Xref: utzoo comp.unix.programmer:1540 comp.lang.perl:4856 comp.std.internat:830
Path: utzoo!utgpu!news-server.csri.toronto.edu!rpi!usc!cs.utexas.edu!sun-barr!newstop!sun!amdcad!dgcad!dg-rtp!chutney!eliot
From: eliot@chutney.rtp.dg.com (Topher Eliot)
Newsgroups: comp.unix.programmer,comp.lang.perl,comp.std.internat
Subject: Re: Tools for manipulating message catalogs
Message-ID: <1991Apr10.122642.3991@dg-rtp.dg.com>
Date: 10 Apr 91 12:26:42 GMT
References: <1991Apr7.190119.24825@motcad.portal.com> <1991Apr8.191035.13836@alphalpha.com>
Sender: usenet@dg-rtp.dg.com (Usenet Administration)
Reply-To: eliot@dg-rtp.dg.com
Organization: Data General Corporation, Research Triangle Park, NC
Lines: 72

On more than one occasion I have seen references to tools that accept as
input a message catalog that contains symbolic names (rather than numbers) 
for the messages, and produce as output new message catalogs containing
numbers (or perhaps compiled message catalogs) and .h files containing the
appropriate #define lines mapping the symbolic names to the numbers. I am
here to argue that these are a Bad Thing.

At first glance, they seem great.  Who wants to keep track of a bunch of small
integers, when they can use symbolic identifiers instead?  I mean, we figured
that out back when the first assembler was written.

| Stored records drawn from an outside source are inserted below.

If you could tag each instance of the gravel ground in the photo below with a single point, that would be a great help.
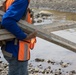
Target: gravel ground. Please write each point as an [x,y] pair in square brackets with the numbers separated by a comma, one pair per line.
[60,5]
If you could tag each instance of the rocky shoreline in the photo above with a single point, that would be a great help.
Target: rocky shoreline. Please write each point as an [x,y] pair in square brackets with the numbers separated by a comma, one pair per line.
[58,5]
[39,69]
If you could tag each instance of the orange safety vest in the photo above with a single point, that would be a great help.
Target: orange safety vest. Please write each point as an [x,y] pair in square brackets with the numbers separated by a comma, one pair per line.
[24,47]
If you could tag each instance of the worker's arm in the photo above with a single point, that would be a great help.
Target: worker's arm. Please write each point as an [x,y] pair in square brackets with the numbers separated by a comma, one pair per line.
[13,15]
[31,35]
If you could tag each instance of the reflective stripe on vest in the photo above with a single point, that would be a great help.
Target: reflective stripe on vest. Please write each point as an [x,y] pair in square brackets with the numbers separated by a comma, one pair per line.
[24,51]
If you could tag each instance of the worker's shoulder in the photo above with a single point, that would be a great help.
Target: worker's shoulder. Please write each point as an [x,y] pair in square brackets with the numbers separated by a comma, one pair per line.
[1,2]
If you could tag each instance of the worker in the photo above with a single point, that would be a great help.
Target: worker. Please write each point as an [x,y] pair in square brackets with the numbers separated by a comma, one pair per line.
[16,51]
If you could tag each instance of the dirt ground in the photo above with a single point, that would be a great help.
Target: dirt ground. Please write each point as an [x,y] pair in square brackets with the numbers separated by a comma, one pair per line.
[60,5]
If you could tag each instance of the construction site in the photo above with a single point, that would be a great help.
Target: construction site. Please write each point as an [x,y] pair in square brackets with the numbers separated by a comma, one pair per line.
[55,50]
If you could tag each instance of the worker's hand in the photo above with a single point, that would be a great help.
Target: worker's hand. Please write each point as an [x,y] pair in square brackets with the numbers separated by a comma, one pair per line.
[31,35]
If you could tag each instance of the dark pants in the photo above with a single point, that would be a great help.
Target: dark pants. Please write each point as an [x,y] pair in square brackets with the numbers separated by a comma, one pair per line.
[17,67]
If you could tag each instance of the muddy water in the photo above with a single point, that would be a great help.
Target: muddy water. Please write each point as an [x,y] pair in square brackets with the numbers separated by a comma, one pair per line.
[49,51]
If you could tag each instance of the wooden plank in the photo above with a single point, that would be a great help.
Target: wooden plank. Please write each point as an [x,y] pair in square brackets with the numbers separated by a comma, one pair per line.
[51,38]
[52,27]
[42,33]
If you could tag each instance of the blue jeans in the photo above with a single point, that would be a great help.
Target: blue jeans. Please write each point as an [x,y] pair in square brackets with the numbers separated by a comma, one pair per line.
[17,67]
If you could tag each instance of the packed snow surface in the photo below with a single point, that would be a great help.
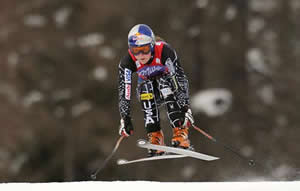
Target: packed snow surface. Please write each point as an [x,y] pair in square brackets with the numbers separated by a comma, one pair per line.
[149,186]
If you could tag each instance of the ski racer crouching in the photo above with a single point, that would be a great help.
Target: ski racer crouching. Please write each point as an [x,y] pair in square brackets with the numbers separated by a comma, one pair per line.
[161,81]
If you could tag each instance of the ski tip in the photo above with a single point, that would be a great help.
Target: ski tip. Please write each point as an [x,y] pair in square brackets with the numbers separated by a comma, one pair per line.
[141,142]
[214,158]
[121,161]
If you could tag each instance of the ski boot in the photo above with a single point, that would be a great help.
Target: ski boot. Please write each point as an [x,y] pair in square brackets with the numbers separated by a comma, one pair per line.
[180,138]
[156,138]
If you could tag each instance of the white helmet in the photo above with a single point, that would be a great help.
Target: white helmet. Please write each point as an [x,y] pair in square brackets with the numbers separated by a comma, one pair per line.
[141,35]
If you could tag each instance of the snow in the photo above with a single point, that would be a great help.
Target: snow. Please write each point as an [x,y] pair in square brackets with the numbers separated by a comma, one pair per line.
[35,21]
[149,186]
[91,39]
[212,102]
[62,15]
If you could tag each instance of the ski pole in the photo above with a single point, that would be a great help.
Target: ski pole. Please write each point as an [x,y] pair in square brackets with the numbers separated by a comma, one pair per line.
[94,175]
[250,162]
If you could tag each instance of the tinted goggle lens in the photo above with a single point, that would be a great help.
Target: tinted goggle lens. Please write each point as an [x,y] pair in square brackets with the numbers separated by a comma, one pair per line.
[140,49]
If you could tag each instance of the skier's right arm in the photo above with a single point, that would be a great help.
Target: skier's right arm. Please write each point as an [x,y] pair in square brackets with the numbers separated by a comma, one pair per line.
[125,76]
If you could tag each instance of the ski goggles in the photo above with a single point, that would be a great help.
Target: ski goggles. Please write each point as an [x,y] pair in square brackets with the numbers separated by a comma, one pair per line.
[136,50]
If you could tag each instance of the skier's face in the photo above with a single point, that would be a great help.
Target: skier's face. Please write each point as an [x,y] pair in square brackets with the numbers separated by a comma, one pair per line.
[143,58]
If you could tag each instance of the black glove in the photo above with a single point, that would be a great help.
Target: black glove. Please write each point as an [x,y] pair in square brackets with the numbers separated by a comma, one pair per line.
[126,128]
[188,117]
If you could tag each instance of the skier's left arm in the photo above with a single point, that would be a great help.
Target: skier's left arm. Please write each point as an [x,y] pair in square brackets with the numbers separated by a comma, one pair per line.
[182,92]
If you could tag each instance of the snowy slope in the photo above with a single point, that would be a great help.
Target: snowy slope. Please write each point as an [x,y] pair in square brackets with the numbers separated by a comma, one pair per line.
[150,186]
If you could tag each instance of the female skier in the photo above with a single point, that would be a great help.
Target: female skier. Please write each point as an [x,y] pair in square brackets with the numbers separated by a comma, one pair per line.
[161,81]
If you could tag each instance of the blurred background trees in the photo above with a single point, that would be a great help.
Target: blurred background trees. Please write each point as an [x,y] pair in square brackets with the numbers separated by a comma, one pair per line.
[58,86]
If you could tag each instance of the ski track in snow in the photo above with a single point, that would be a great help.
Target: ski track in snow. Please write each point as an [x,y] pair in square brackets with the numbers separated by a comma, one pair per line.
[149,186]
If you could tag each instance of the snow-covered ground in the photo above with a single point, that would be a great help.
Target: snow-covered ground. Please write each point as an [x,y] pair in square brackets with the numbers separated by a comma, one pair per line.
[150,186]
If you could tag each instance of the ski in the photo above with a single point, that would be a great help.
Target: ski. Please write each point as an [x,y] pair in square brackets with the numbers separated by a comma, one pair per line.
[161,157]
[145,144]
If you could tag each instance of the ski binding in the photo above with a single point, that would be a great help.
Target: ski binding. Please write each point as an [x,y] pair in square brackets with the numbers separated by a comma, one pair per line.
[145,144]
[166,156]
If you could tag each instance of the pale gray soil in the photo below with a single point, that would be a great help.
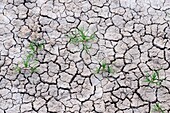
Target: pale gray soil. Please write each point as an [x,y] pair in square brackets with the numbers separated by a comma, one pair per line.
[132,36]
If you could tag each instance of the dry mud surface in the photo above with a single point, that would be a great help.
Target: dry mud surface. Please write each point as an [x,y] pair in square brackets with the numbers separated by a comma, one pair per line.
[132,36]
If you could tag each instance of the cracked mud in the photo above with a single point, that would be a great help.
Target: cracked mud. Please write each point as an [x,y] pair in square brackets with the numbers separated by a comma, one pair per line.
[131,36]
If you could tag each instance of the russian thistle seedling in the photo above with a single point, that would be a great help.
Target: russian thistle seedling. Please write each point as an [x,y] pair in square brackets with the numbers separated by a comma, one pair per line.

The problem is the context in which such a tool is being used.  One of the 
main points of symbolic names (especially #defined "constants") is that they
allow one to change the numeric value of the "constant" without having to
edit all the source files.  Thus, for example, one could add a new message
to the middle of a message catalog, rebuild everything, and it would all be
in sync.  Or so it would appear.

But what's the point of message catalogs?  The point is that you don't just
have one, you have lots, in all different languages.  Creating new versions
of those translated catalogs is NOT just a matter of rebuilding.  They have
to be sent off to translators, and then reincorporated into the product
distribution after being translated.  They may arrive at different times
(getting something translated into French can probably be done locally;
Serbo-Croation is more of a challenge).  Depending on how you distribute them
to customers, they may or may not arrive in sync with the new executable
code.  Customers may or may not load all the new message catalogs.  On and on.
All in all, keeping message catalogs synchronized with programs that use
them is a real bitch.

The moral of this is that ONE SHOULDN'T DO THINGS THAT REQUIRE MAINTAINING
SYNCHRONIZATION BETWEEN THE APPLICATION AND THE MESSAGE CATALOG, like
inserting a new message into the middle of an existing message catalog.
One should only add new messages to the end of a catalog.  If a message is
no longer required, it's place should be filled with a zero-length message
(or just not be used, depending on whether you are using AT&T or Xopen message
facilities).  That slot (message number) should not be re-used for a different
message.

Given these guidelines, the usefulness of the tool I described above is much
less than one might initially think.  In fact, I argue that such a tool tempts
one to break the guidelines, or perhaps I should say makes it easy to break
the guidelines without realizing that one has done so.  Without the tool,
one writes the message number right into the application program, and leaves
that value there forever.  Which is exactly what one should do.  Presumably
if one types in the wrong number, this error will be discovered early on in
testing.  (You do, after all, test each possible message usage, don't you? :-)

To reiterate:  when one is writing an application, every time one creates a
new message, it should be added to the message catalog, a message number should
be created for it, that message number should be hard-coded into the
application source code, and then it should stay that way until doomsday.
You should never WANT automatic numbering of your messages.

Some people may point out that using symbolic identifiers for messages allows
a reader of the source code to figure out easily what the message is, rather
than having to flip back and forth through a message catalog.  I would counter
that the source code is supposed to have a compiled-in default message
anyway, to cover those occasions when the message catalog is for some reason
unavailable.  Given the default message, a symbolic message identifier
doesn't add much.

Whew.  And so early in the morning, too.

Have I made my point clear?  Would anyone care to point out flaws in my logic?
Does anyone still think that a tool to create a .h file out of a message
catalog is useful?

-- 
Topher Eliot                           Data General DG/UX Internationalization
(919) 248-6371        62 T. W. Alexander Dr., Research Triangle Park, NC 27709
eliot@dg-rtp.dg.com                           {backbone}!mcnc!rti!dg-rtp!eliot
Obviously, I speak for myself, not for DG.